As it turns out, Brigham made just two starts with the Cubs’ AA affiliate Tennessee Smokies in Nashville before he was shut down due to a right elbow strain. Texas and Chicago had previously agreed to revisit the deal at season’s end, and it appears this move is just that – Texas essentially “makes right” for sending Chicago an injured pitcher by replacing him with a comparable prospect (and a player to be named later).
Coming off of a year where he had boasted a record of 14-1 and an ERA at 3.27 in 25 starts in Frisco, where he was named the AA Texas League Pitcher of the Year, giving up Loux, on the surface, seems like a lot to give up. However, as most know, numbers accumulated in the minor leagues at any level do not always give a clear picture of the potential for any given player. Before the Soto deal, most scouts agreed that Brigham was the better prospect, the one with the better stuff, the one with the high strike-out rate, and the one who could be a difference-maker at the big league level if he reaches his potential.
To simplify: Loux has the higher floor. Brigham has the higher ceiling. The Rangers usually prefer the latter.
Having been previously placed on the Cub’s roster, Brigham returns to the organization as a member of the 40-man roster.
Side note: What an interesting career so far for the former Aggie. First, Loux battles arm injuries in high school while pitching for Stratford High School in Houston, and is selected in the 24th round by the Tigers. Instead, he puts together a masterful career at Texas A&M, earning multiple All-American honors before entering the draft in 2010. Projected as a late first rounder, Arizona surprises everybody by selecting Loux 6th overall and agreeing to a pre-draft deal with a signing bonus of $2 million. However, Arizona doctors discover that Loux cannot pass his physical, and they do not offer him a contract, and instead opt to receive the 7th overall pick in the 2011 draft (Arizona would go on to use that pick on Archie Bradley). While players who do not agree to terms with the teams who drafted them are usually required to wait until the following year to begin their professional careers, MLB treats Loux as a special circumstance and declared Loux a free agent (draftees are now required to pass physicals pre-draft). Loux signs with the Rangers for a signing bonus of $312,000, two years later is named AA Texas League Pitcher of the Year, and is then traded to Chicago in a sorry-about-that deal that brings back a player who Loux had just recently shared a spot in the rotation with. Not exactly the typical path to the bigs.

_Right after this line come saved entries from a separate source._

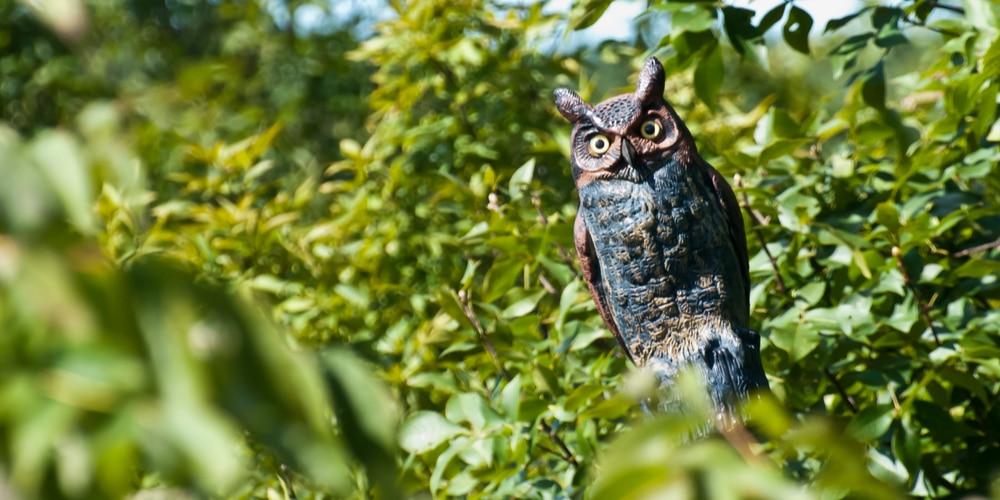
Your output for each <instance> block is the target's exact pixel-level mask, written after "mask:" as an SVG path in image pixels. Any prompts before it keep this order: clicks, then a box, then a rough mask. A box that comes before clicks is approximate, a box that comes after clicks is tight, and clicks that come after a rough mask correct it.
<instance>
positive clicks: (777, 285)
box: [733, 175, 788, 293]
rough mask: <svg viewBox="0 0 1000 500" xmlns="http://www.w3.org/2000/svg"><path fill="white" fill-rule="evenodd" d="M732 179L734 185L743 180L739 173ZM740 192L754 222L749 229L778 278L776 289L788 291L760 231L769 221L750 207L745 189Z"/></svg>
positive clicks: (785, 291) (747, 210) (777, 262)
mask: <svg viewBox="0 0 1000 500" xmlns="http://www.w3.org/2000/svg"><path fill="white" fill-rule="evenodd" d="M733 180H734V181H735V183H736V187H738V188H741V187H743V180H742V179H741V178H740V176H739V175H737V176H736V177H734V178H733ZM740 194H742V195H743V203H742V206H743V208H745V209H746V210H747V212H749V213H750V215H751V217H750V220H751V221H753V222H754V224H750V229H752V230H753V234H754V236H756V237H757V241H758V242H759V243H760V247H761V248H763V249H764V254H765V255H767V260H769V261H771V268H772V269H774V277H775V278H776V279H777V280H778V282H777V283H776V285H777V287H778V291H779V292H781V293H788V287H786V286H785V280H784V279H782V277H781V272H780V271H779V270H778V261H777V260H776V259H775V258H774V256H773V255H771V251H770V250H768V248H767V242H765V241H764V235H763V234H761V232H760V227H761V226H766V225H768V223H769V221H768V219H767V218H766V217H764V216H763V215H762V214H761V213H760V212H758V211H756V210H754V209H753V208H751V207H750V198H749V197H748V196H747V193H746V192H745V191H744V192H742V193H740Z"/></svg>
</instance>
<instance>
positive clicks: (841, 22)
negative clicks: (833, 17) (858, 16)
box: [823, 7, 871, 33]
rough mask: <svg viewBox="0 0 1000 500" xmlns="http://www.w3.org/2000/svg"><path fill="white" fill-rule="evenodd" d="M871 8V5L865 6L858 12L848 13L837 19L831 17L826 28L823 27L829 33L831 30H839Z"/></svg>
mask: <svg viewBox="0 0 1000 500" xmlns="http://www.w3.org/2000/svg"><path fill="white" fill-rule="evenodd" d="M869 9H871V7H865V8H863V9H861V10H859V11H857V12H854V13H851V14H848V15H846V16H844V17H838V18H836V19H831V20H829V21H827V23H826V28H824V29H823V33H829V32H831V31H836V30H839V29H840V28H843V27H844V26H847V24H849V23H850V22H851V21H853V20H855V19H857V18H858V16H860V15H861V14H864V13H865V12H867V11H868V10H869Z"/></svg>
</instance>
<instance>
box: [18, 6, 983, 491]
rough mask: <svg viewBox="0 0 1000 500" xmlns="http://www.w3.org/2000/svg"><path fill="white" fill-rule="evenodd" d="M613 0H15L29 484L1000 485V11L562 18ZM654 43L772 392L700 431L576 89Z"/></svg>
mask: <svg viewBox="0 0 1000 500" xmlns="http://www.w3.org/2000/svg"><path fill="white" fill-rule="evenodd" d="M618 1H619V2H621V1H623V0H618ZM611 3H612V0H581V1H578V2H576V3H575V4H574V5H573V7H572V9H571V11H570V12H567V13H560V12H550V11H549V10H547V9H546V8H544V7H545V6H544V5H543V4H532V3H530V2H528V3H525V2H503V1H490V0H458V1H455V0H412V1H410V2H403V1H402V0H399V1H391V2H389V5H388V6H387V7H386V14H390V15H388V16H386V20H384V21H382V22H380V23H379V24H376V25H375V28H374V30H373V31H372V32H370V33H369V32H366V31H365V30H364V29H352V28H351V27H352V26H354V25H355V21H358V20H365V19H371V18H373V17H374V16H376V15H377V14H379V13H378V12H377V11H376V10H365V8H358V9H355V10H356V11H357V12H358V13H357V14H356V15H357V16H360V17H359V18H358V19H346V18H343V15H341V17H337V16H332V15H331V16H329V17H327V20H326V22H325V23H320V24H318V25H316V26H312V27H311V28H310V29H305V26H304V24H303V23H301V22H300V23H297V22H289V21H288V19H296V18H297V16H298V17H299V18H301V13H302V12H308V11H309V9H312V11H313V12H321V11H322V8H324V6H326V3H325V2H320V1H316V2H309V1H305V0H286V1H284V2H261V1H256V0H217V1H212V2H198V1H173V0H170V1H167V0H154V1H140V0H92V1H87V2H83V3H78V2H77V0H72V1H71V0H65V1H55V0H41V1H21V2H13V1H11V0H6V1H4V0H0V178H2V182H0V496H4V497H6V496H7V495H8V494H11V495H16V496H18V497H21V498H121V497H124V496H126V495H130V494H135V493H139V494H140V497H141V494H143V493H149V492H152V491H157V492H165V493H166V494H167V495H168V496H169V497H171V498H173V497H176V498H188V497H224V498H268V499H274V498H292V497H293V496H295V497H297V498H341V497H369V496H375V497H381V498H400V497H405V496H419V497H428V496H433V497H444V496H468V497H477V498H478V497H497V498H500V497H518V498H588V497H589V498H637V497H643V496H650V497H652V496H657V495H658V496H661V497H662V496H669V497H677V498H683V497H692V498H819V497H822V498H842V497H858V498H892V497H895V496H905V495H911V496H917V497H943V496H962V495H965V494H970V493H978V494H982V495H993V496H994V497H1000V445H998V443H1000V281H998V279H997V278H998V276H1000V250H998V247H1000V243H997V242H998V241H1000V122H998V112H997V110H998V94H1000V31H998V29H1000V20H998V16H1000V6H997V5H996V4H994V3H992V2H989V1H987V0H966V1H964V2H962V3H960V4H959V3H954V4H953V3H943V2H935V1H930V0H904V1H902V2H897V3H894V4H891V5H890V4H888V3H885V4H874V3H873V4H871V5H870V6H868V7H864V8H862V9H860V10H858V11H856V12H851V13H848V15H847V16H846V17H842V18H840V19H834V20H832V21H830V22H828V23H826V24H825V25H824V24H823V23H821V22H819V21H814V19H813V15H812V14H811V13H810V12H808V11H807V10H804V9H803V8H800V7H798V6H796V5H795V3H794V2H785V3H781V4H780V5H778V6H777V7H775V8H773V9H771V10H768V11H766V12H764V11H761V12H755V11H754V10H752V9H745V8H738V7H733V6H730V5H726V4H725V3H723V2H690V1H688V2H680V1H666V0H663V1H652V2H650V3H649V6H648V10H647V11H646V12H645V13H644V14H643V15H642V16H640V17H639V18H637V19H635V20H631V21H630V22H631V25H630V26H622V27H621V30H622V31H623V32H624V31H628V32H630V33H631V32H634V33H637V35H636V36H635V37H634V40H633V41H631V42H615V41H603V42H601V43H594V44H589V45H587V44H585V45H582V46H580V47H578V48H572V47H569V46H568V44H565V43H562V41H563V40H564V38H563V37H564V34H565V30H567V29H583V28H586V27H587V26H588V25H590V24H592V23H594V22H596V21H597V20H598V19H600V17H601V16H602V15H603V14H604V13H605V12H606V9H607V8H608V6H609V5H610V4H611ZM361 4H364V2H359V3H358V4H357V5H361ZM751 5H753V4H751ZM755 16H756V17H755ZM664 26H670V29H669V30H665V29H664ZM661 32H662V33H667V34H666V37H664V38H662V39H660V35H661V34H662V33H661ZM658 33H659V34H658ZM597 42H600V41H599V40H598V41H597ZM649 54H654V55H657V56H659V57H660V58H661V60H663V62H664V65H665V66H666V68H667V71H668V72H669V74H670V78H669V81H668V86H667V87H668V88H667V92H666V95H667V97H668V99H669V100H670V101H671V102H672V103H673V105H674V107H676V108H677V109H678V112H679V113H680V115H681V116H682V117H683V118H684V119H685V120H686V122H687V124H688V126H689V128H691V130H692V132H693V133H694V135H695V137H696V138H697V140H698V145H699V149H700V151H701V153H702V155H703V156H705V157H706V159H708V160H709V161H710V162H711V163H713V164H714V165H715V166H716V167H717V168H718V169H719V170H720V172H722V173H723V174H724V175H725V176H726V177H727V178H729V179H738V180H736V181H735V182H734V187H735V188H736V192H737V196H738V197H739V198H740V199H741V201H743V202H745V204H746V207H745V214H746V216H747V222H748V225H747V228H748V240H749V242H750V255H751V262H750V266H751V278H752V281H753V282H754V288H753V291H752V296H751V301H752V307H753V318H752V320H753V321H754V324H753V327H754V328H757V329H758V330H759V331H760V332H761V334H762V337H763V343H762V353H763V358H764V367H765V370H766V371H767V373H768V377H769V379H770V382H771V387H772V390H773V392H774V396H773V397H767V398H765V399H762V400H761V401H760V402H755V403H754V404H752V405H750V406H749V407H748V408H747V412H748V413H749V415H751V417H752V418H751V421H750V423H749V424H748V427H749V429H735V430H732V431H727V432H724V433H719V434H718V435H713V436H709V437H706V438H704V439H698V440H691V439H687V440H685V439H684V436H687V435H689V432H690V429H692V428H693V427H696V426H698V425H700V424H701V423H702V422H704V418H705V414H704V410H699V408H704V405H703V404H702V402H701V401H700V398H699V396H698V393H697V391H685V393H686V394H688V395H689V398H690V402H691V407H692V413H691V415H688V416H683V417H682V416H675V417H671V418H658V419H648V418H646V417H645V416H643V413H642V411H641V410H640V409H639V407H638V404H637V400H638V399H640V398H641V397H643V396H644V395H645V394H647V393H648V391H647V389H645V388H644V387H646V385H648V384H646V382H645V380H644V379H643V378H642V377H641V376H638V375H636V374H635V373H633V370H632V368H631V367H630V366H629V365H627V363H626V361H625V359H624V357H623V356H622V354H621V352H620V351H619V349H618V348H617V346H616V345H615V344H614V341H613V339H612V338H611V337H610V334H609V333H608V332H607V331H606V330H605V329H604V327H603V325H602V323H601V320H600V318H599V317H598V315H597V314H596V310H595V307H594V305H593V303H592V301H591V299H590V297H589V295H588V294H587V292H586V287H585V285H584V284H583V283H582V282H581V278H580V276H579V272H578V268H577V263H576V259H575V255H574V253H573V250H572V248H573V246H572V237H571V233H572V224H573V217H574V215H575V212H576V195H575V193H574V190H573V183H572V179H571V176H570V172H569V167H568V160H567V147H568V136H569V131H570V126H569V125H568V124H567V123H565V121H564V120H563V119H562V118H561V117H560V116H559V115H558V113H556V111H555V109H554V107H553V104H552V100H551V92H552V90H553V89H554V88H556V87H559V86H566V87H570V88H573V89H577V90H578V91H579V92H580V94H581V95H582V96H583V97H584V98H585V99H587V100H589V101H591V102H596V101H599V100H601V99H602V98H604V97H607V96H610V95H614V94H617V93H620V92H622V91H628V88H629V87H630V85H631V83H632V82H634V80H629V78H634V73H635V71H636V70H637V68H638V66H639V65H640V64H641V63H642V61H643V59H644V56H646V55H649ZM682 390H683V388H682Z"/></svg>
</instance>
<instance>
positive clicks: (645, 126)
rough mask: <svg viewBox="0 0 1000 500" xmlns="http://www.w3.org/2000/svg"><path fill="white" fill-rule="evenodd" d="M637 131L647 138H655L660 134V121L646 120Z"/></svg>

For those who follow the Rangers’ system, the name Leury Garcia is a familiar one. This being his 5th year with a Texas affiliate, it is the first year that Garcia is eligible for the Rule 5 draft. The middle-infielder/centerfielder-in-progress was viewed by almost everybody as a lock to make the 40-man roster. Garcia is a small-statured, defense-first switch-hitter whose bat has shown improvement each year since joining the Rangers system in 2008. The 21-year old would have almost certainly been claimed by another team had he not been placed on the roster. He’ll eventually either provide middle-infield bench depth for the Rangers, find a role in center field, or, possibly more likely, start for another club. Obviously, the Rangers would rather either keep him or receive compensation in return for him, making his placement on the roster a no-brainer.
Maybe slightly less familiar is the name of left-handed reliever Joe Ortiz. The 22-year old Ortiz is entering his third year of Rule 5 eligibility after accumulating 52 punch-outs in 62 2/23 innings of work (51 appearances) between Frisco and Round Rock last year. Scouts see Ortiz as a potential lefty specialist, and that’s enough for the Rangers to feel the need to protect him in the upcoming Rule 5 draft.
As a reminder, a player is only eligible to be claimed by another team in the Rule 5 draft if he is not on his respective club’s 40-man roster and were either a) signed at age 19 or older and have been in the club’s organization for four years; or b) were signed at age 18 or younger and have been in the organization for five years. Also, a team that has a full 40-man roster cannot take part in the draft.
The Rangers will (barring a free agent signing) have 2 openings on their roster. It won’t stay that way for very long – the Rangers will almost certainly bring in more than 2 free agents, and because players that are selected in the Rule 5 are required to be placed on the roster, I wouldn’t expect them to be very aggressive on that front. But as always is the case with Jon Daniels and the rest of this front office, you never know. Only one thing is for sure – and that is that this 40-man roster will change drastically between now and Opening Day on April 2nd.